Bearing that idea out, my approach is something out of Diff. Eq., though I had the feeling it wasn’t rigorous enough; anyway I’m not doing it right since I can’t solve it, but I can’t think of another approach.
I should note that in this text, ln x is defined as Int(1,x): 1/u du
for positive x.
e[sup]x[/sup]is the inverse of ln x (after e is defined using ln e = 1).
Continuing, after substituting :
f(0)*Int(1,f(x)/f(0)): 1/u du = Int(0,x): dt.
f(0)*ln( f(x)/f(0) ) = x [ Now I’ve assumed that f(x)/f(0) > 0.]
I’m pretty much stuck there; if I didn’t have that f(0) outside I could exp() both sides and get the answer, but I can’t get rid of it. I can’t see how to get ln x or e[sup]x[/sup] involved in another way either.
I’m not sure why you think he needs to assume an existence and uniqueness theorem, ultrafilter. He’s just solving the given equation explicitly by integration.
panamajack: you may be interested to note that you’re only making one assumption, not two. If you’re assuming that f(x)!=0, then since f is differentiable (and hence continuous), f(x) is either always positive or always negative. In either case, f(x)/f(0) has to be positive.

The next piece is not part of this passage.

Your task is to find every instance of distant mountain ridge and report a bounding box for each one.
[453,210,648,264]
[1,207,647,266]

There is a simple trick. If f’(x) - f(x) = 0, multiply both sides by
exp(-x) (that’s e to the power -x) to get f’(x)exp(-x) - f(x)exp(-x) = 0. This is, by elementary calculus, d/dx(f(x)exp(-x) = 0. Now it is elementary that the only function whose derivative is 0, is constant. So multiply f(x)exp(-x) by exp(x) since exp(-x)exp(x) = exp(x-x) = exp(0) = 1 so f(x) = c exp(x). This is the only argument I know that doesn’t require analyzing the possible division by 0. The multiplier used is called an integrating factor.
bugg - not quite rigourous enough for my usage, but that was the basic approach I was using.
The specific problem is that I can’t do the step in between these two :
=> dy/y = dx
=> ln(y) = x + c1
with my current definition of ln(x) (I don’t have indefinite integrals either). Though by “can’t” and “don’t” I really mean “don’t want to use”, but that might be the only way to continue with this approach.
I like Hari Seldon’s proof, as it has no odd assumotions and is as simple as it should be, even if it has a ‘tricky’ air to it.
Good point about my assumption(s), Orbifold.
FriendRob, are you sure? I need to divide by f(0) to get the lower bound to be 1, which means I need to multiply by f(0) to cancel that term in substitution. Unless I’m really missing something.
Thanks to all the rest[sup]*[/sup], too.
*In the second season this’ll get changed to “ultrafilter and Punoqllads”, so don’t worry.
In order to do this, you have to use the fact that d/dx(e[sup]x[/sup]) = e[sup]x[/sup]. This may or may not be okay, depending on what you have to work with.
Another way is to use the substitution f(x)=g(x)e[sup]x[/sup]. This makes it quite easy (can you assume the product rule? And that de[sup]x[/sup]/dx=e[sup]x[/sup])